Contrairement à la gaullienne, les faiseurs d’opinion de la France sarkozienne ressemblent à leurs pareils du temps de la guerre de Sept Ans alors que la survie des colonies en Amérique ne pesait pas lourd dans la balance. Tout ça, par la faute de Voltaire car c’est beaucoup sous l’influence qu’il avait sur la Pompadour que Louis XV s’est finalement décidé à préférer les Antilles aux «quelques arpents de neiges », dans les négociations qui ont mené au Traité de Paris de 1763.
Dans Essai sur les mœurs et esprits des nations paru dix ans plus tôt, Voltaire se demandait pourquoi dépenser tant pour une terre de Caïn alors que «les Anglais avaient pris possessions des meilleures terres et des plus avantageusement situées qu'on puisse posséder dans l'Amérique septentrionale au delà de la Floride.» À propos de 1608, il ironise: «deux ou trois marchands de Normandie équipèrent quelques vaisseaux et établirent une colonie dans le Canada, pays couvert de neiges et de glaces huit mois de l'année, habité par des barbares, des ours et des castors.» Dans Candide paru quelques mois à peine avant la bataille des plaines, on retrouve la célèbre expression: «Vous savez que ces deux nations sont en guerre pour quelques arpents de neige vers le Canada, et qu’elles dépensent pour cette belle guerre beaucoup plus que tout le Canada ne vaut.»

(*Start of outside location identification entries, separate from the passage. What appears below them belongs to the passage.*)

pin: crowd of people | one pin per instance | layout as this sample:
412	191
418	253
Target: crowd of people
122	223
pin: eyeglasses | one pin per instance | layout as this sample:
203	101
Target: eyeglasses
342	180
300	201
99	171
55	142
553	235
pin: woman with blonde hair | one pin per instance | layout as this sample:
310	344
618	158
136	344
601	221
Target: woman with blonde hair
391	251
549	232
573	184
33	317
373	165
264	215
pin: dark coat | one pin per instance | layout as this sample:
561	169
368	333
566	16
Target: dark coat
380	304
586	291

En 1967, de Gaulle descend du Colbert alors que la Révolution tranquille est en marche. Tout au long du chemin du Roy, il a profondément senti que quelque chose se passait ici. Grand acteur de l’Histoire, cela lui commandait de réparer l’Abandon de 1763 et son discours du balcon a eu assurément les effets d’une dynamisation d’un courant indépendantiste existant déjà, mais de façon embryonnaire. Ses successeurs ont perpétué sa politique de Grand égard envers le Québec. Tant Pompidou, que Giscard, Mitterrand et Chirac ont, au grand dam d’Ottawa, permis que certaines préoccupations de la société québécoise soient entendues de la communauté internationale. Avec promesse d’accompagner les Québécois si un jour ils optaient pour leur pleine émancipation. De là, la formule de «non indifférence et de non ingérence» que Sarkozy semble avoir écartée du revers de la main en accordant à son ami Paul Desmarais le plus haut grade de la Légion d’honneur, non pas pour service rendu à la France, mais à lui-même.

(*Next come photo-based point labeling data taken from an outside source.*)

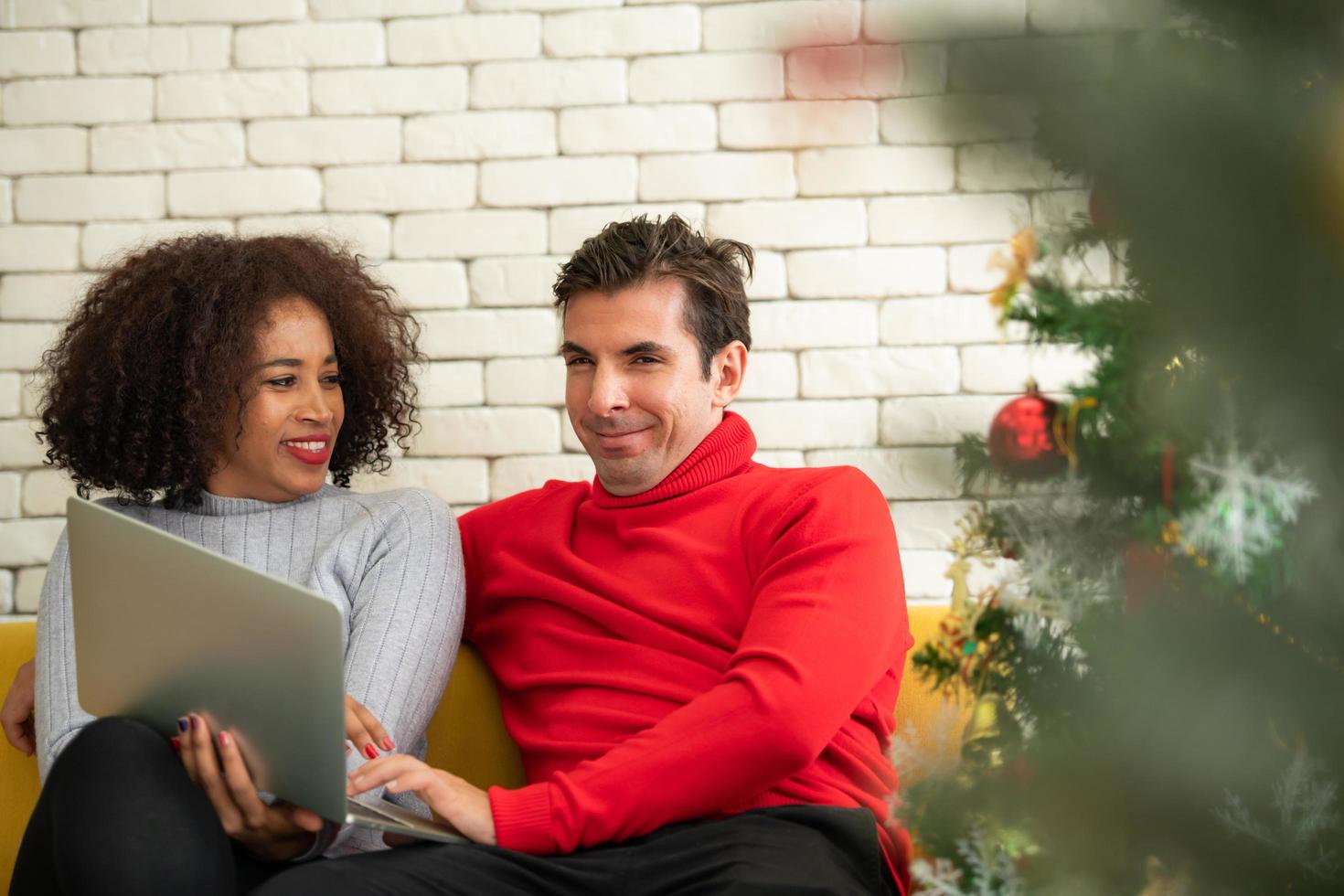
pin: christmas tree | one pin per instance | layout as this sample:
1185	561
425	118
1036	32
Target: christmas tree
1156	683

Et voilà que, obnubilé par le côté glamour de Michaëlle Jean, Paris-Match s’apprête à entrer dans la danse en nous offrant, à la toute veille de notre fête nationale, des photos sur papier glacé de la «presque-reine ». Gilles-Martin Chauffier a comparé Michaëlle Jean à rien de moins qu’à Barak Obama, elle dont le seul effort qu’elle a dû s’imposer pour atteindre le sommet de l’État canadien a été de renier les idées qu’elle et son mari partageaient du temps où ils fréquentèrent la frange la plus radicale des indépendantistes.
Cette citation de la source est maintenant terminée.